Todos los artículos que pasen el primer filtro de revisión serán sometidos a un proceso de arbitraje a cargo de evaluadores pares, quienes podrán formular sugerencias al autor, señalando referencias significativas que no hayan sido incluidas en el trabajo. Estos lectores son, en su mayoría, externos a la institución y en su elección se busca que no tengan conflictos de interés con las temáticas sobre las que deben conceptuar. Ante cualquier duda se procederá a un remplazo del evaluador.

La revista cuenta con un formato que contiene preguntas con criterios cuidadosamente definidos, que el evaluador debe responder sobre el artículo objeto de evaluación. A su vez, tiene la responsabilidad de aceptar, rechazar o aprobar con modificaciones el artículo arbitrado. Durante la evaluación, tanto los nombres de los autores como de los evaluadores serán mantenidos en completo anonimato.

Responsabilidades editoriales: El Equipo Editorial de la revista, con la participación de los comités editorial y científico, es responsable de definir las políticas editoriales para que la revista cumpla con los estándares que permiten su posicionamiento como una reconocida publicación académica. La revisión continua de estos parámetros asegura que la revista mejore y llene las expectativas de la comunidad académica.
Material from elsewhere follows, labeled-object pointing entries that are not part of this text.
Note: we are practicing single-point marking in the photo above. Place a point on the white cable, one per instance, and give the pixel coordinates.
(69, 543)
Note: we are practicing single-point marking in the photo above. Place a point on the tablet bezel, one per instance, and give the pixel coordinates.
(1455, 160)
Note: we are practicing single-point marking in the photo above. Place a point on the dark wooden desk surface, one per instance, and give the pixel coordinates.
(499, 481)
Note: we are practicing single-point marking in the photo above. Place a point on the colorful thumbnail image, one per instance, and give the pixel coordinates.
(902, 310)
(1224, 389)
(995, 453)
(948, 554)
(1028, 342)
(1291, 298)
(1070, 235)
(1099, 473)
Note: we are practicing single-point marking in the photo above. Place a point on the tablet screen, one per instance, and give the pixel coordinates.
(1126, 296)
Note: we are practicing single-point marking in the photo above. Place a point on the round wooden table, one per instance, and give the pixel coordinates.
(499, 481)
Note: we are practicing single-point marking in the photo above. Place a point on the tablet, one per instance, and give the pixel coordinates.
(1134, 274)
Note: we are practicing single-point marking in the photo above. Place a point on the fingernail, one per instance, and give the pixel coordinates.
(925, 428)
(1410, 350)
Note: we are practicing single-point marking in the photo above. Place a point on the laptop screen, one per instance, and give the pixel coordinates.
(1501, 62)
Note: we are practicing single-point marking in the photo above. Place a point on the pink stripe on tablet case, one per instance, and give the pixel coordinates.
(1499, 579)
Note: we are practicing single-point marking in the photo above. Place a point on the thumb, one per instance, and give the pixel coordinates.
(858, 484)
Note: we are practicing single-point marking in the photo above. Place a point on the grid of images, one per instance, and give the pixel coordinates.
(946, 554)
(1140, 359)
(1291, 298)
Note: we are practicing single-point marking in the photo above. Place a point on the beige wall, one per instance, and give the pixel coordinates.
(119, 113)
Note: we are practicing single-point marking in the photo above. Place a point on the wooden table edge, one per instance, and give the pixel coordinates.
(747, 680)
Así como se publican normas editoriales, que la revista espera sean cumplidas en su totalidad, también deberá publicar correcciones, aclaraciones, rectificaciones y dar justificaciones cuando la situación lo amerite.

El Equipo es responsable, previa evaluación, de la escogencia de los mejores artículos para ser publicados. Esta selección estará siempre basada en la calidad y relevancia del artículo, en su originalidad y contribuciones al conocimiento social. En este mismo sentido, cuando un artículo es rechazado la justificación que se le da al autor deberá orientarse hacia estos aspectos.

El editor es responsable del proceso de todos los artículos que se postulan a la revista, y debe desarrollar mecanismos de confidencialidad mientras dura el proceso de evaluación por pares hasta su publicación o rechazo. Cuando la revista recibe quejas de cualquier tipo, el Equipo debe responder prontamente de acuerdo a las normas establecidas por la publicación, y en caso de que el reclamo lo amerite, debe asegurarse de que se lleve a cabo la adecuada investigación tendiente a la resolución del problema.

Cuando se reconozca falta de exactitud en un contenido publicado, se consultará al Equipo Editorial, y se harán las correcciones y/o aclaraciones en la página web de la revista. Tan pronto un número de la revista salga publicado el editor tiene la responsabilidad de su difusión y distribución a los colaboradores, evaluadores y a las entidades con las que se hayan establecido acuerdos de intercambio, así como a los repositorios y sistemas de indexación nacionales e internacionales. Igualmente, el editor se ocupará del envío de la revista a los suscriptores activos.